Since 2006 she has also been a leading advocate in the development of pole dancing as an art form and as a sport, representing the UK on the IPF and working as a board member and European representative on the IPFF. She is also a board member of Equity's Pole Dance Working Party and their Choreographer's Committee.

==Achievements==
- Winner Miss Pole Dance UK 2005
- Winner Miss Pole Dance World 2005
- Winner Pole Dance Instructor of the Year 2012 by IPDFA

==Qualifications==
- Member of Equity
- PDC Pioneer Award
- Certified Ishta yoga instructor
- Head of the Artistic committee of POSA Federation
- UK representative board member of the International Pole Federation
- European representative board member of the International Pole Fitness Federation
- Member of the International Dance Council

==Personal life==
In 2001, Elena married British entertainer Marcus Gibson whom she had met when living in Munich, Germany. They moved to London in 2003 and the marriage ended in divorce after 5 years.
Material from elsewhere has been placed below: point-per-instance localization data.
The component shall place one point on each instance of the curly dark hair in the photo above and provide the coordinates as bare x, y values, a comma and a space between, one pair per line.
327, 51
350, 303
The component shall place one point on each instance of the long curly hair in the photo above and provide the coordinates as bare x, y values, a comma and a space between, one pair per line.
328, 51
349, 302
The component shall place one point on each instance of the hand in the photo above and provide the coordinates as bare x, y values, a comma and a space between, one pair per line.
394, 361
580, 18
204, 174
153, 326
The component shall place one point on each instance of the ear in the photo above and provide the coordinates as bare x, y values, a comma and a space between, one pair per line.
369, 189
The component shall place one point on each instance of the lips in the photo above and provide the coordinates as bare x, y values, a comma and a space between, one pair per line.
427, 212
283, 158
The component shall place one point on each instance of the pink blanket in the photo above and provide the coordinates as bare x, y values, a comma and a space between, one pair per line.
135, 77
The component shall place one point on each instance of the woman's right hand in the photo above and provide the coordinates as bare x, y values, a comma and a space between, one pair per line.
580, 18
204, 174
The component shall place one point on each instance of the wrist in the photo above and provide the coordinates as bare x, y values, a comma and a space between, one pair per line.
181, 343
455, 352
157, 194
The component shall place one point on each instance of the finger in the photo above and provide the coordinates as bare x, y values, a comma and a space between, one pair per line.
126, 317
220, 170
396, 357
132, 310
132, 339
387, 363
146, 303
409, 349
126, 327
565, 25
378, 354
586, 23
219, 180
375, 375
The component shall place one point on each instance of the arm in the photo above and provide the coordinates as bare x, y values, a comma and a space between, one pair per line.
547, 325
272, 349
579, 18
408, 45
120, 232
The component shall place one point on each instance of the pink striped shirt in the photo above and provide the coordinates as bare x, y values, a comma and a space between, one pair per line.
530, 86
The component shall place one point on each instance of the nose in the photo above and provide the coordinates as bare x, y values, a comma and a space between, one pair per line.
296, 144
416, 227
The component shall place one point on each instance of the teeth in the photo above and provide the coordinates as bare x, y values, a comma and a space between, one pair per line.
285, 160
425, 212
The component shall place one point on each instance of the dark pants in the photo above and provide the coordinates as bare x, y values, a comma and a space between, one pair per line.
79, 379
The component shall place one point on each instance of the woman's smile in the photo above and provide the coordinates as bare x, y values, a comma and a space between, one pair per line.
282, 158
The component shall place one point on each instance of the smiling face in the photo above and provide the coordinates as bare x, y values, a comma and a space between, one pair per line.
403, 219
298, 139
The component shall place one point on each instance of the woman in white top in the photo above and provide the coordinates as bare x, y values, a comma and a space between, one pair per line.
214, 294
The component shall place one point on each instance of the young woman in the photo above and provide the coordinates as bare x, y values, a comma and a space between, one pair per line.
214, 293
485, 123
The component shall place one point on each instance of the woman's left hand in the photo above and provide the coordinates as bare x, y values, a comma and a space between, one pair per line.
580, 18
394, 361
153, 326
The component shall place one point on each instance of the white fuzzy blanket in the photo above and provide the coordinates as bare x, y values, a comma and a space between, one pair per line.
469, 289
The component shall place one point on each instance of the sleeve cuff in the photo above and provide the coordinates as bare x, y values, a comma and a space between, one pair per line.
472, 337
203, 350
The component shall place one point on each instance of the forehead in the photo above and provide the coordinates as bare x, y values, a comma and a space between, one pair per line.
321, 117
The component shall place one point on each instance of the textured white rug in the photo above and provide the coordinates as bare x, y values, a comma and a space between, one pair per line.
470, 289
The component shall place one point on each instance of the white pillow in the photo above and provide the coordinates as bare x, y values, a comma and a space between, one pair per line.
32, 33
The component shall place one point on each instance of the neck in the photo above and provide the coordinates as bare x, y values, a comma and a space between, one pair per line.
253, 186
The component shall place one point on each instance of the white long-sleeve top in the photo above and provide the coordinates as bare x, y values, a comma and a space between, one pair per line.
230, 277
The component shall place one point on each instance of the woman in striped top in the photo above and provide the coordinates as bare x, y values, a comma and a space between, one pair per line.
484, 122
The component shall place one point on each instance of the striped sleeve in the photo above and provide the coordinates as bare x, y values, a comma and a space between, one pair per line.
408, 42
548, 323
Elena and Marcus have maintained a close friendship for over two decades.

At a party in London Elena met British entrepreneur David White, VP Product FCC and Payments at LexisNexis Rish Solutions with whom she was in a relationship for 15 years. Elena gave birth to their daughter Grace Esme White in February 2013. Before the end of their relationship David was unfaithful to Elena with an Indonesian woman 24 years younger than David, Renda Putri CEO of DowaBag.co.id.